Published: Mon 30 August 2021
Updated: Tue 22 November 2022
By steve

In Markets.

30 Aug 2021

Navios Marine Acquisition

NMM via Trading View

This company, which is in the business of supplying all sorts of ships, had had a bad run lately. Over the last few days it has recovered. Its financials are a bit suspect. It has recently an at-the-market offering, which is favoured by the more … speculative stocks. Well, this sort of capital raise didn’t harm Tesla, so maybe it’s OK for NMM. You can read the latest SA piece here. It is certainly a very speculative bet.

Everything is an option

On a discounted dividend model, a company that earns nothing is worthless. But this is not true in the real world. A company that owns a goldmine which is not producing anything, because it’s marginal cost of production is less than the market price of gold, is not worthless. It is an option on gold prices rallying. The value of this sort of option is related for how long the options is available to be exercised, the volatility of the underlying (gold) and the current market price, together with the cost of extraction.

A lot of companies in the stock market are like this.
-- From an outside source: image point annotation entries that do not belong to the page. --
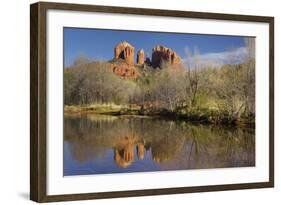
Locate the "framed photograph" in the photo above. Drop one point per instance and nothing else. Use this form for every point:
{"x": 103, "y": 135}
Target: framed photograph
{"x": 133, "y": 102}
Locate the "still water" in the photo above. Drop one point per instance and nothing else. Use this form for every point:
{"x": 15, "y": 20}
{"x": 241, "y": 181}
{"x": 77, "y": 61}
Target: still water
{"x": 96, "y": 144}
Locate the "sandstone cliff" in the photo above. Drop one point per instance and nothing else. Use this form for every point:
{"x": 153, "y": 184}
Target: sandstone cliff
{"x": 162, "y": 54}
{"x": 123, "y": 63}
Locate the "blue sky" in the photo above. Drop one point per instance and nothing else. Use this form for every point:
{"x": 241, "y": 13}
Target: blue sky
{"x": 98, "y": 44}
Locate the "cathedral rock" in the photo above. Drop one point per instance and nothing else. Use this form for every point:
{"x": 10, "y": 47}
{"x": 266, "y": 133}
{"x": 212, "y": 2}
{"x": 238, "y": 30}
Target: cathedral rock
{"x": 124, "y": 51}
{"x": 123, "y": 63}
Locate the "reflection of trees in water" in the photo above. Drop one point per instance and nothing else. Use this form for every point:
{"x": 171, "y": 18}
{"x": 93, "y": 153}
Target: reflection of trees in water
{"x": 174, "y": 145}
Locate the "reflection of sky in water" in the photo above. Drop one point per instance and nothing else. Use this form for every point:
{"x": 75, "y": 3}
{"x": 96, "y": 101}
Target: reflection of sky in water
{"x": 100, "y": 145}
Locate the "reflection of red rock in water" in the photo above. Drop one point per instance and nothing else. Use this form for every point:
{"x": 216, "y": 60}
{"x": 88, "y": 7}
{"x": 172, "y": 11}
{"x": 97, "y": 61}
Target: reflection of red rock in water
{"x": 123, "y": 62}
{"x": 124, "y": 151}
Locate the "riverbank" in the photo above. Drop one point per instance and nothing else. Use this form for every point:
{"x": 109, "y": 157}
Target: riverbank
{"x": 204, "y": 116}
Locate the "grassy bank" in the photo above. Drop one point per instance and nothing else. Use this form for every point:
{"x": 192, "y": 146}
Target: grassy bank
{"x": 205, "y": 116}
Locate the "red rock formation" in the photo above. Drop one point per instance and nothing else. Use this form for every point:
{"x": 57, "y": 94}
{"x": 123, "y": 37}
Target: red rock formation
{"x": 140, "y": 57}
{"x": 162, "y": 54}
{"x": 125, "y": 51}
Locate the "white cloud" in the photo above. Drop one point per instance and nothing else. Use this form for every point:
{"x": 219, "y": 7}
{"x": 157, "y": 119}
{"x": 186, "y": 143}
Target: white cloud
{"x": 235, "y": 56}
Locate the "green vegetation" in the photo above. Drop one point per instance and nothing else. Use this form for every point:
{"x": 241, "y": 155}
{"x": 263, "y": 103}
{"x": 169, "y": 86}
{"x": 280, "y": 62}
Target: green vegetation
{"x": 203, "y": 93}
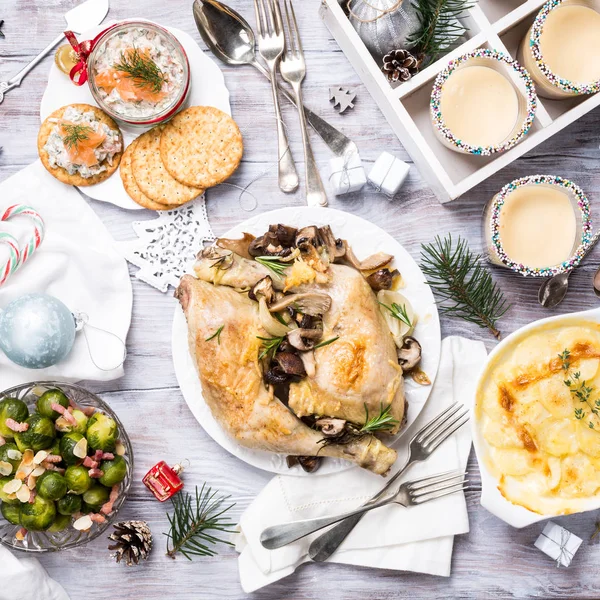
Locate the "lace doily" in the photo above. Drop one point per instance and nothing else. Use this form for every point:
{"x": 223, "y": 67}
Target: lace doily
{"x": 166, "y": 246}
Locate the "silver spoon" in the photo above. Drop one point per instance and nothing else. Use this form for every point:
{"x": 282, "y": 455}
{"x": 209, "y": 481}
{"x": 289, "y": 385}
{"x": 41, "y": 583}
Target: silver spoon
{"x": 231, "y": 40}
{"x": 554, "y": 289}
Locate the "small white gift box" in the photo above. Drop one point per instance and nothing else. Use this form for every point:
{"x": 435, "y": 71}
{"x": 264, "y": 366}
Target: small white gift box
{"x": 347, "y": 174}
{"x": 388, "y": 174}
{"x": 558, "y": 543}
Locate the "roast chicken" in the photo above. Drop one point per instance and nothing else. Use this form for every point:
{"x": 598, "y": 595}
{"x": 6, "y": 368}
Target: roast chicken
{"x": 332, "y": 388}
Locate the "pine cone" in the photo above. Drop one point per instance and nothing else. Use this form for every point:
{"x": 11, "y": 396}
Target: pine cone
{"x": 399, "y": 65}
{"x": 133, "y": 541}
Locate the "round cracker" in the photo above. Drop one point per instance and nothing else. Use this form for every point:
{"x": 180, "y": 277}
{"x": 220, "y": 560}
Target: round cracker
{"x": 62, "y": 174}
{"x": 201, "y": 146}
{"x": 151, "y": 176}
{"x": 130, "y": 185}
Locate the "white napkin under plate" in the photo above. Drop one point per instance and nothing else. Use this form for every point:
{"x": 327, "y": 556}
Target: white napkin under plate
{"x": 78, "y": 264}
{"x": 416, "y": 539}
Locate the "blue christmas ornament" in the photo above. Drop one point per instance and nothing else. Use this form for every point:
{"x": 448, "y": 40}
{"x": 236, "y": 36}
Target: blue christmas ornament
{"x": 36, "y": 331}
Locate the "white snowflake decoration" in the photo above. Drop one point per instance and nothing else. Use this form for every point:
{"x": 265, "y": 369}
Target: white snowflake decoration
{"x": 167, "y": 246}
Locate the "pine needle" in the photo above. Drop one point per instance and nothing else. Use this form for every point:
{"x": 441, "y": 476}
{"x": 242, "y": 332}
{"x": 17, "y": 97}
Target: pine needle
{"x": 440, "y": 29}
{"x": 460, "y": 279}
{"x": 193, "y": 519}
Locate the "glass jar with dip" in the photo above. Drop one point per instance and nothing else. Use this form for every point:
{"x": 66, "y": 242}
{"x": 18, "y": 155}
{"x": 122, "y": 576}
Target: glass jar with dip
{"x": 561, "y": 50}
{"x": 538, "y": 225}
{"x": 478, "y": 108}
{"x": 138, "y": 73}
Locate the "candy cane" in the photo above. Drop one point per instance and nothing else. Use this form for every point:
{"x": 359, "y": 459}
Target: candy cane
{"x": 33, "y": 242}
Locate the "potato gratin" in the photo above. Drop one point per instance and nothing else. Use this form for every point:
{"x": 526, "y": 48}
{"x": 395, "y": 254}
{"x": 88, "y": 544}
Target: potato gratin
{"x": 537, "y": 410}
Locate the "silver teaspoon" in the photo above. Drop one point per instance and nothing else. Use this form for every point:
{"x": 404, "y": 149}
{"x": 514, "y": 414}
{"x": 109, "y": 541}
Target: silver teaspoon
{"x": 231, "y": 39}
{"x": 554, "y": 289}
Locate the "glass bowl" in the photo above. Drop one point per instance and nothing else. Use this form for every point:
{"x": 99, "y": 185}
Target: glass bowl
{"x": 43, "y": 541}
{"x": 174, "y": 50}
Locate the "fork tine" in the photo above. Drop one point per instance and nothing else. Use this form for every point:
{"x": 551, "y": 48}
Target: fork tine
{"x": 421, "y": 488}
{"x": 448, "y": 432}
{"x": 441, "y": 417}
{"x": 446, "y": 491}
{"x": 443, "y": 427}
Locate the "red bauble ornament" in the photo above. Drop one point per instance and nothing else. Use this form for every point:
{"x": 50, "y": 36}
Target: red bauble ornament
{"x": 163, "y": 481}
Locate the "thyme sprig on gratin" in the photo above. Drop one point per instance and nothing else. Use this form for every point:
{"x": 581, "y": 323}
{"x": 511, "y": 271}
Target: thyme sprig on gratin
{"x": 398, "y": 312}
{"x": 463, "y": 283}
{"x": 579, "y": 389}
{"x": 75, "y": 133}
{"x": 142, "y": 69}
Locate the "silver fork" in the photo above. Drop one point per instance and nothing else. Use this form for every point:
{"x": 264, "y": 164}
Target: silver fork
{"x": 410, "y": 493}
{"x": 293, "y": 70}
{"x": 271, "y": 43}
{"x": 420, "y": 448}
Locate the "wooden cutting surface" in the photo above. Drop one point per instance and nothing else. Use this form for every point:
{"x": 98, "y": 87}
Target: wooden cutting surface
{"x": 493, "y": 560}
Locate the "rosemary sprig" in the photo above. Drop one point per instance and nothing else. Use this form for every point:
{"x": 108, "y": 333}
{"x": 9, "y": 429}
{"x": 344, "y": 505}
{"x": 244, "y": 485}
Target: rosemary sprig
{"x": 273, "y": 263}
{"x": 579, "y": 389}
{"x": 142, "y": 69}
{"x": 193, "y": 519}
{"x": 382, "y": 422}
{"x": 398, "y": 312}
{"x": 440, "y": 27}
{"x": 326, "y": 342}
{"x": 75, "y": 133}
{"x": 216, "y": 334}
{"x": 459, "y": 277}
{"x": 269, "y": 345}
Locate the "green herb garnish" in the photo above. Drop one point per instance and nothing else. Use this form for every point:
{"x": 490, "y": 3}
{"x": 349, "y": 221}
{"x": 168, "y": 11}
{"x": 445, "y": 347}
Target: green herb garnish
{"x": 326, "y": 342}
{"x": 142, "y": 69}
{"x": 398, "y": 312}
{"x": 273, "y": 263}
{"x": 216, "y": 334}
{"x": 383, "y": 422}
{"x": 269, "y": 345}
{"x": 75, "y": 133}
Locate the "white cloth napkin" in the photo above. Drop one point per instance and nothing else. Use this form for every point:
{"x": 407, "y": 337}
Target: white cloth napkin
{"x": 417, "y": 539}
{"x": 78, "y": 264}
{"x": 26, "y": 579}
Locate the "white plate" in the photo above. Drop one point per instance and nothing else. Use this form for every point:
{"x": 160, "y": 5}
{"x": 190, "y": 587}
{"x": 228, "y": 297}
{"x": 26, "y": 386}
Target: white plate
{"x": 365, "y": 239}
{"x": 208, "y": 89}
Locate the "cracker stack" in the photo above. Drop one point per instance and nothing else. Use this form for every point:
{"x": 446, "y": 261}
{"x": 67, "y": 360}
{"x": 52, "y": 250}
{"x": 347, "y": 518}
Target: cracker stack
{"x": 174, "y": 163}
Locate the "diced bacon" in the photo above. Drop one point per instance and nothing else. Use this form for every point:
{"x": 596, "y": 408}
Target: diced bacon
{"x": 64, "y": 412}
{"x": 97, "y": 518}
{"x": 107, "y": 508}
{"x": 90, "y": 463}
{"x": 17, "y": 427}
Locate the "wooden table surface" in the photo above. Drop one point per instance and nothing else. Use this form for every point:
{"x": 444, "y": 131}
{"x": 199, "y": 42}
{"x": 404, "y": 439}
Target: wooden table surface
{"x": 493, "y": 560}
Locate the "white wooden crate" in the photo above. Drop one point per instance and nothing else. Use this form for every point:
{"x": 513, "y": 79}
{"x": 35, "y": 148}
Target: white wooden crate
{"x": 496, "y": 24}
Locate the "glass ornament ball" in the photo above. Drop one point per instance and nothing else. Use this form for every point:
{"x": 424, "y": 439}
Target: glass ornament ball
{"x": 36, "y": 331}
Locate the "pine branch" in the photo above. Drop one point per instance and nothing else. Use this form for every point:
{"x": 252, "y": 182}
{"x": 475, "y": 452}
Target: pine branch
{"x": 193, "y": 519}
{"x": 460, "y": 279}
{"x": 440, "y": 29}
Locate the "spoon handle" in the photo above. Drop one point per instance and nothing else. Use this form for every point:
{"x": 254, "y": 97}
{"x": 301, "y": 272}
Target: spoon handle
{"x": 337, "y": 142}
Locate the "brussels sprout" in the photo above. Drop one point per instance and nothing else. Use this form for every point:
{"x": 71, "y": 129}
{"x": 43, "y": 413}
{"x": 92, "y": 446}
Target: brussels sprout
{"x": 11, "y": 512}
{"x": 39, "y": 436}
{"x": 114, "y": 471}
{"x": 69, "y": 504}
{"x": 11, "y": 408}
{"x": 7, "y": 498}
{"x": 39, "y": 515}
{"x": 60, "y": 522}
{"x": 51, "y": 485}
{"x": 96, "y": 496}
{"x": 78, "y": 479}
{"x": 5, "y": 455}
{"x": 67, "y": 444}
{"x": 45, "y": 401}
{"x": 102, "y": 432}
They make no profits, but they may just be the next Apple. The vast majority will not be, of course, but a small investment in a lot of them might just be worth the investment.

Unfortunately, it’s very hard to have a good model for this sort of value. It’s not just a question of using Mathematica rather than Excel. It’s that the inputs are just known unknowns.

Of course, it’s not only stocks without income (or, in some cases, without revenue). It’s every stock. SPACs have exploited this approach. The twist is that you pay the premium before you even know what the underlying is. But you receive a put, which you can exercise, to get your money back if you decide you think the option is overpriced.

It seems that the regulators think that SPACs look a bit too much like regular investment funds, but with fees which break the rules for this sort of product. Bill Ackman has come up with an idea for getting around this that seems pretty good to me. He’s offering investors in his original SPAC nil-paid transferrable rights which can be exercised when he announces his target acquisition. You can read a bit about this here. There was a good article about this in the Economist this weekend, but it’s paywalled.

Market update

Markets are still trending sideways. The plunge in oil has reversed. Some international indexes have recovered. There seems to be some evidence that the backwardation in oil futures is closing. It doesn’t make sense to me that a few years out you will be able to buy oil for $54 a barrel. We’re not close to running the economy on wind power yet.

Normal service will be resumed soon.